# Internal Window Frame



## brianhabby (27 Feb 2009)

Hi all,

I have to make a small window frame. It's really just a borrowed light at my dad's house to let some light into his hallway. It's also quite small, we have a piece of glass that measures 24" x 19" and are going to use that.

I can't get my head round how to do this relatively simple job. Do I need a particular profile or what. Also, how should the corners fit together.

Any & all suggestions very welcome

regards

Brian


----------



## trousers (27 Feb 2009)

Brian
Any more info?
Height above floor, hole in a wall (timber/brick) etc etc


----------



## brianhabby (27 Feb 2009)

Hi trousers,

It is a stud wall and the height from the floor is about 4 feet _(does that matter?). _I've already cut the hole _(he was keen to get the light through)_ now all I've got to do is put a frame in it for the glass.

It's only going to be a small window and it wont open, just to let some light through.


----------



## johnf (27 Feb 2009)

Hi Brian 

I would just put a lining similar to a internal door framing with stops either side of the glass thats the normal of making a borrowed light


----------



## Shultzy (27 Feb 2009)

brianhabby, If you use sketchup, you can have the window file I made for my workshop. A photo is on my photo site under workshop build near the bottom.
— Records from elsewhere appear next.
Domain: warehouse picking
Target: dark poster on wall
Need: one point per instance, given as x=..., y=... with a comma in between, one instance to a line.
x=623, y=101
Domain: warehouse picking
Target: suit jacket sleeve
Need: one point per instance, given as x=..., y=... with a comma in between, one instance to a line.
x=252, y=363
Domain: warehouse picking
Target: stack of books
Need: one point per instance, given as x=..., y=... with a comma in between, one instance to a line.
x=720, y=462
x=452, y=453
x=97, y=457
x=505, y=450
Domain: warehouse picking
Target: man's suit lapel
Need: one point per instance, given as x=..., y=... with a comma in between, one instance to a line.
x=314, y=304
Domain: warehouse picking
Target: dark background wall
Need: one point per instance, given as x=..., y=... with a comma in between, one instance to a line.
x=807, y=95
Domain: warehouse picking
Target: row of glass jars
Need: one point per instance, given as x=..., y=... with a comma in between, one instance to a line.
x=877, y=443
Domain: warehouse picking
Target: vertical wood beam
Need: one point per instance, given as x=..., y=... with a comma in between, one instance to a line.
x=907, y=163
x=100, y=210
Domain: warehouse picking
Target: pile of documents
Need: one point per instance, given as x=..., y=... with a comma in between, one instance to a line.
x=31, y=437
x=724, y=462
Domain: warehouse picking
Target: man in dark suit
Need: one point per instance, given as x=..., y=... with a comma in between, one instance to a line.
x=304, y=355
You should be able to modify it for your needs.


----------



## trousers (27 Feb 2009)

Do it like Johnf said really.
Make a frame where the timber section is thickness of the wall x 20mm (ie 25par) just nailed together to make a rectangle so it just fits the hole.
Pin some 13 x 25 par on the inside so that when the glass is offered up its approx in the middle, then do the same to secure the glass in place.
You can then fix a moulding/architrave around the frame to cover the wall/frame gap like a door is finished.
Only asked re the height because regs require toughened glass to be used in certain cases. If you use standard 4mm glass I think you should be ok in your situation.
Someone please correct me if I'm wrong.


----------



## MikeG. (27 Feb 2009)

You're right............any glazing within 800 of the floor or 300 of a door needs to be safety glass (3 ways of showing compliance......)


----------



## JonnyD (27 Feb 2009)

You generally only need to use toughend or laminated glass if the pane is below 800mm from the floor. 

Jon

edit mike said it while i was posting


----------



## brianhabby (28 Feb 2009)

Not so complicated then really, thanks for the replies. I'll let you know how I get on.

regards

Brian


----------



## brianhabby (1 Mar 2009)

Shultzy

Sorry I missed your post yesterday for some reason. Thanks for the offer of the Sketchup file. Actually I'm still trying to get to grips with the program and modifying a file would probably be a bit much for me, but thanks again anyway.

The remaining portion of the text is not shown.